After stuffing our faces with food, we heading into the ground floor, where I’ve never been before: it’s usually a closed off world where the actual brewing happens: huge stainless steel tanks with the smell of hops drifting out. For the Festival a couple of fridges and a makeshift bar had been set up and that’s where I sampled a can of the Farmer’s Daughter, a saison I got along with very well.

Refectory Brew Co – Kirsty (6.5%)

THERE WAS A BEER CALLED KIRSTY. BREWED BY A WOMAN CALLED KIRSTY. THAT IS MY NAME!

I explained that I was also Kirsty, we high-fived, had a photo and I went on my way. Despite nominative determinism, this beer wasn’t my favourite. It smelled like coffee and tasted deeply savoury, putting it at the opposite end of the spectrum to my preferred witbiers and goses. Still: its name was KIRSTY!

Kirsty pointing at sign with Kirsty beer written on

Kirsty excited about Kirsty

Cloudwater Brew Co – DDH Southern Passion Pale (5.8%)

My last beer of the night, by which time I was pleasantly tipsy. Hoppy and fruity, with a slight taste of malty bread, this was a good one to end on.

The choice of beer was excellent, with some really special brews in the mix. Even our friend Natalie – not a beer drinker – found plenty to suit her palate, and I’d definitely be on the look-out for some of them in the future.

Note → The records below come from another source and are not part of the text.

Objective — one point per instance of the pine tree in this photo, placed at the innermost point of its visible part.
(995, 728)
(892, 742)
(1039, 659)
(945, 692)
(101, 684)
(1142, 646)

Especially the Farmer’s Daughter.

The food

I think we’re almost spoiled with street food in Leeds: between the monthly Belgrave Street Feast, the rotation of food trucks at Trinity Kitchen and countless events and pop-ups in between, there are so many opportunities to sample bits of cuisine you wouldn’t find in a restaurant.

The food selection at Hop City was excellent. Sadly I missed out on ParmStar, purveyors of a Teesside-born melted cheese and chicken concoction which is becoming my street food grail. But I managed to console myself with some Holy Crab crab balls (steaming hot seafood bites fresh from the fryer) and Dim Sum Su’s pork belly bao – a perennial favourite of mine: tender slow-cooked belly pork and veggies in a fluffy steamed bun.

You could also try Indian courtesy of Manjit’s Kitchen, burgers by Patty Smiths (the best burgers in Leeds for my money – they’re at the Belgrave), and My Thai which did, well Thai food.

I really enjoyed Hop City: it’s a fab addition to the Leeds beer scene, and provides a nice springtime counterpoint to the behemoth that is the Leeds International Beer Festival. You could tell that a great deal of care had gone into curating the line-up, with plenty of one-offs that you might struggle to find elsewhere.

I hope it comes back next year – not bigger, not better, but just as small and perfectly formed as it was the first time around.

Kirsty Scott took the images for this blog post as well as writing it. Cheers Kirsty!